Terkini, Makassar — Ketua Paguyuban Sosial Marga Tionghoa Indonesia (PSMTI) Sulawesi Selatan, Thiawudy Wikarso, mengajak masyarakat menyikapi polemik yang menimpa Cathlyn Yvaine secara bijak, tenang, dan bermartabat.
Pernyataan tersebut disampaikan menyusul perhatian publik terhadap gagalnya peserta asal Makassar itu dalam seleksi Pasukan Pengibar Bendera Pusaka (Paskibraka) tingkat nasional tahun 2026.
Thiawudy menegaskan, PSMTI Sulsel memberikan dukungan moral kepada Cathlyn agar tetap kuat menghadapi situasi yang berkembang di ruang publik.
“Cathlyn tetap anak muda yang berharga, berpotensi, dan memiliki masa depan yang panjang,” ujar Thiawudy dalam keterangannya kepada Makassar Terkini, Selasa 26 Mei 2026.
Ia menilai setiap proses seleksi selalu menghadirkan harapan besar sekaligus kemungkinan munculnya rasa kecewa ketika hasil akhir tidak sesuai harapan.

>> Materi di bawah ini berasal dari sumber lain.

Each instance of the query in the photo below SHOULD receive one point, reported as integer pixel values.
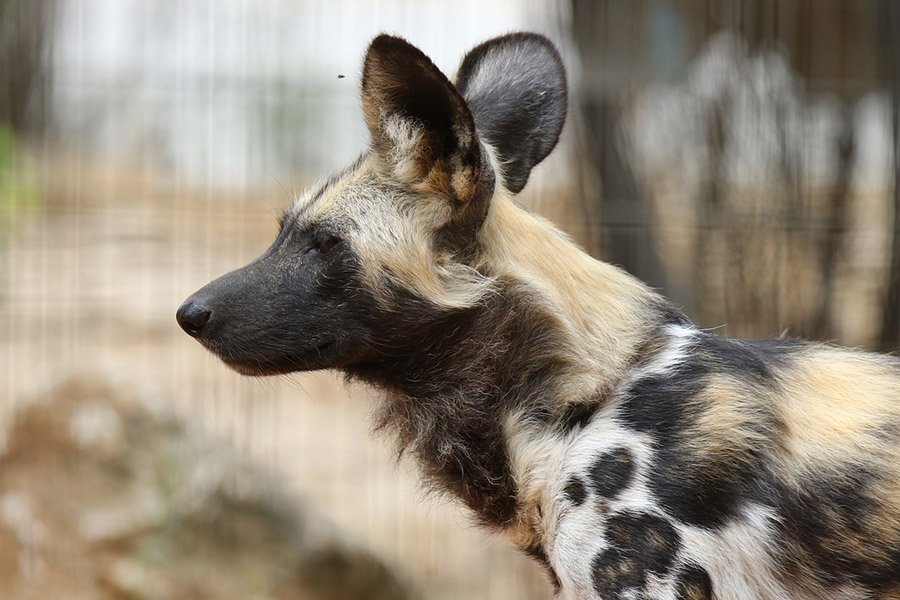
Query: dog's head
(368, 259)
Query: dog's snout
(192, 316)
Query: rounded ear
(420, 125)
(515, 86)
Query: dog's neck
(559, 331)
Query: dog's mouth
(312, 358)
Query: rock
(102, 496)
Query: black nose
(192, 316)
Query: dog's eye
(323, 245)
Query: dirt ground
(90, 284)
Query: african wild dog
(568, 405)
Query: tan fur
(604, 311)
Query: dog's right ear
(515, 86)
(420, 125)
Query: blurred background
(743, 156)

Menurutnya, perasaan sedih dan kecewa yang dialami peserta merupakan hal yang manusiawi, terutama bagi generasi muda yang telah berjuang maksimal.
Karena itu, Thiawudy mengimbau seluruh pihak agar menyampaikan aspirasi secara proporsional apabila terdapat hal-hal yang dianggap belum jelas dalam proses seleksi.
“Bila ada hal yang perlu dijelaskan, mari kita dorong agar dijelaskan secara terbuka, adil, dan proporsional,” katanya.
Ia juga mengingatkan masyarakat agar berhati-hati dalam menyampaikan pendapat di ruang publik supaya persoalan tersebut tidak berkembang menjadi isu sensitif seperti rasisme tanpa dasar dan bukti yang kuat.
Menurutnya, isu rasisme merupakan persoalan serius yang dapat memicu dampak sosial luas apabila tidak disikapi secara hati-hati dan bertanggung jawab.
“Kita perlu menjaga agar percakapan publik tetap jernih, tidak emosional, dan tidak menimbulkan luka baru di tengah masyarakat,” ujarnya.
Thiawudy menegaskan bahwa memberikan dukungan kepada Cathlyn tidak berarti menyerang pihak lain ataupun memperkeruh suasana.
“Mendukung Cathlyn berarti kita hadir memberi kekuatan, menjaga martabatnya, dan membantu agar persoalan ini diselesaikan dengan cara yang tenang, adil, dan bermartabat,” jelasnya.
Ia juga mengingatkan agar perhatian publik tidak justru membebani kondisi psikologis Cathlyn sebagai anak muda yang sedang menjalani proses kehidupan dan pendidikan.
“Jangan sampai niat baik untuk membela justru memperkeruh suasana atau bahkan merugikan Cathlyn sendiri,” tambahnya.
PSMTI Sulsel berharap Cathlyn tetap semangat dan terus melangkah sebagai generasi muda yang mampu membanggakan keluarga, komunitas, dan bangsa.
“Mari kita dukung Cathlyn dengan hati yang jernih, dengan kata-kata yang menyejukkan, dan dengan sikap yang membangun,” tutup Thiawudy Wikarso.